El Tiempo nació de ese ciclo para poder avanzar en el Mundo.

Lind sintió que toda su ansiedad se desvanecía mientras su dantian comenzaba a sentir presión.

Sus seis núcleos empezaron a cambiar mientras imaginaba la arena movediza bajo él, creada por las seis corrientes de Qi que se unían, justo cuando la última pieza encajaba en su lugar.

Su armonía.

Su base y sus núcleos estaban separados en el Reino del Alma, pero ahora sus fuentes forjarían su base hasta convertirla en un mundo.

Un mundo de arena.

Su llama llenaba su dantian, pero ahora estaba siendo comprimida mientras los seis núcleos se convertían en fuentes ornamentadas.

Las simples cuencas que había visto en la mayoría no eran suficientes.

Necesitaba que todo el poder de sus núcleos se transformara, y las fuentes ornamentadas, sostenidas sobre delgados pedestales, estaban rodeadas por medios discos de cada color elemental.

De la parte superior de cada fuente fluía Qi mientras se giraban hacia adentro y Lind comprendía la verdad final.

Su dantian era el mundo y el mundo era su dantian.

¡Se estaba volviendo uno con el mundo!

Sus ojos se abrieron, llenos de un brillo esmeralda.

¡Necesitaba más!

El flujo de Qi en la cámara reverberó mientras la arena bajo sus pies comenzaba a descomponerse en su Qi componente.

Seis flujos de Qi vinieron hacia él, uno de cada corriente.

Abandonó todas sus proyecciones, pero lo guio a través de sus dantians mientras finalmente comenzaba a abrirse paso.

Todos los elementos fortalecían sus meridianos y su dantian mientras la presión aumentaba, empujando su llama de armonía.

Se hacía cada vez más pequeña, pero también más brillante.

¡Más!

¡Necesitaba más!

Lind dirigió su Toque Celestial hacia el exterior y comenzó a extraer activamente el Qi de las corrientes, y las oleadas fueron finalmente bienvenidas.

Más Qi fluyó hacia él mientras su cuerpo era sometido a un cambio doloroso.

Impurezas negras comenzaron a ser purgadas de su sangre, músculos, huesos y carne.

Su cabello y barba desastrados se cayeron por completo, incapaces de soportar el aura que emanaba de su cuerpo.

El Qi del dantian finalmente alcanzó un punto crítico y Lind le sonrió.

—¡ROMPER!

—El muro final se hizo añicos y su llama fue convertida por las seis fuentes en arena esmeralda.

Lind había avanzado con éxito al Nivel de Arena.

Su estado completamente pulido en el pico del Reino del Alma hizo que el proceso fuera suave y sin problemas mientras su cuerpo mejoraba.

Guió todo el Qi a cada centímetro de su cuerpo para que no se le escapara nada.

Lind sintió que su mente mejoraba junto con su cuerpo y comprendió cuán limitados eran sus Ojos del Cielo y su Toque, aunque pudieran alcanzar ese reino superior.

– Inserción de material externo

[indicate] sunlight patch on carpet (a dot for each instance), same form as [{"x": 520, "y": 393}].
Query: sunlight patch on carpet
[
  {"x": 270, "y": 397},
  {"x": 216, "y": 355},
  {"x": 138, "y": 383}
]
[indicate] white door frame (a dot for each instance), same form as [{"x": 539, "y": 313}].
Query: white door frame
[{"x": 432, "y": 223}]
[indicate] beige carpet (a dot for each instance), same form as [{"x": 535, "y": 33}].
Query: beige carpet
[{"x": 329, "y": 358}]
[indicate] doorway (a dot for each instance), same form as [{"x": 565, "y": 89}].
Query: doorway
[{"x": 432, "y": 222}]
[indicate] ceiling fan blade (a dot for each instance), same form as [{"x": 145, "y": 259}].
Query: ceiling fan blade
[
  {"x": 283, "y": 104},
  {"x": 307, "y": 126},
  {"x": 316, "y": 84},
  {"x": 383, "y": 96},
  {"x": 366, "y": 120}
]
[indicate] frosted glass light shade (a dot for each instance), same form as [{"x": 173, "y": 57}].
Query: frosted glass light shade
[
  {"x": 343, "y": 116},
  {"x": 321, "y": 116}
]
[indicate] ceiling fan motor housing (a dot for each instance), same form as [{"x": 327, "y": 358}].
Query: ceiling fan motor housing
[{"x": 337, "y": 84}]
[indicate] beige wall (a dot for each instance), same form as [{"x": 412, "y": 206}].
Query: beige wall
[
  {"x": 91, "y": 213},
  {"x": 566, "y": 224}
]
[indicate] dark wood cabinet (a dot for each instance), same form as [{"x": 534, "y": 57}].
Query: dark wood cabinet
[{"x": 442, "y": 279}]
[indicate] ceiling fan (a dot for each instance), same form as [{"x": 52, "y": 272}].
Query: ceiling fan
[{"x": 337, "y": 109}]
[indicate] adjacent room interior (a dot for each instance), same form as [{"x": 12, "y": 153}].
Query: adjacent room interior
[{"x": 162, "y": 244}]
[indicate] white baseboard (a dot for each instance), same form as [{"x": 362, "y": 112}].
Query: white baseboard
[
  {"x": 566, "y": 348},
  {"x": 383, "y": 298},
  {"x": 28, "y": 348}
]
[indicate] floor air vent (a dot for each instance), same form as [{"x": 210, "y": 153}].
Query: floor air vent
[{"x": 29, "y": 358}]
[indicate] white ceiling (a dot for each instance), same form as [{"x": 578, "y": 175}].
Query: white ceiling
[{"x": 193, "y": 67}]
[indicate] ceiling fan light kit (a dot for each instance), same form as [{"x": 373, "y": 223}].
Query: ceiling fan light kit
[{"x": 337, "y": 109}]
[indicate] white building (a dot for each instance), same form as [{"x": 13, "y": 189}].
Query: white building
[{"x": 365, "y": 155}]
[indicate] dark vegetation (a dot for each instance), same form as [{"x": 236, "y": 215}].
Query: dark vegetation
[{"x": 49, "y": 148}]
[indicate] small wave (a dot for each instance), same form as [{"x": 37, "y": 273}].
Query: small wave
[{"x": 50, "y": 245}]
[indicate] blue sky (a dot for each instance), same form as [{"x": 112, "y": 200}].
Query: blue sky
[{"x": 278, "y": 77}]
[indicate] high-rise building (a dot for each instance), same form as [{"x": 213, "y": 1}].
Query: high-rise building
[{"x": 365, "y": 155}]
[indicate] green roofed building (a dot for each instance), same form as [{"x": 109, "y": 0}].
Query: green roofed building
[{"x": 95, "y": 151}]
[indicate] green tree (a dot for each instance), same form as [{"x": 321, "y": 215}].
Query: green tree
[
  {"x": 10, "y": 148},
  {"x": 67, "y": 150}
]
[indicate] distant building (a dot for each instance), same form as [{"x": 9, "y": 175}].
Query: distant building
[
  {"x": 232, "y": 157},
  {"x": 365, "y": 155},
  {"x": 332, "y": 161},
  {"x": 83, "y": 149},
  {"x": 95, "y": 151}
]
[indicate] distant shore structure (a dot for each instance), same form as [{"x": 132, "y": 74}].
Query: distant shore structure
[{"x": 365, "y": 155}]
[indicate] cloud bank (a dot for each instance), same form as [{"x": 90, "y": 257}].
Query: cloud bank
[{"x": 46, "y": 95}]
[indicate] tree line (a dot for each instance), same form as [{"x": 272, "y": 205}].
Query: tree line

Se deleitó en la sensación de su conexión con el mundo y permitió que el flujo de Qi se convirtiera en un ciclo mientras su cuerpo y meridianos se limpiaban de cualquier impureza persistente.

Los pútridos desechos fueron incinerados fácilmente por las seis corrientes de la Reliquia mientras Lind finalmente comenzaba a reír.

¡Lo había logrado!

Había avanzado y comprendido la simple cosa que lo había frenado.

Los cultivadores mejoraban la calidad de su Qi y sus cuerpos para avanzar, pero él tenía todos los elementos.

¡Tenía que crear el mundo dentro de su dantian para poder avanzar!

Tenía que entender cómo se relacionaba su armonía con ello, aunque solo lo estuviera vislumbrando.

El equilibrio de su armonía impulsó la transformación y conectó a Lind con el Qi del propio mundo.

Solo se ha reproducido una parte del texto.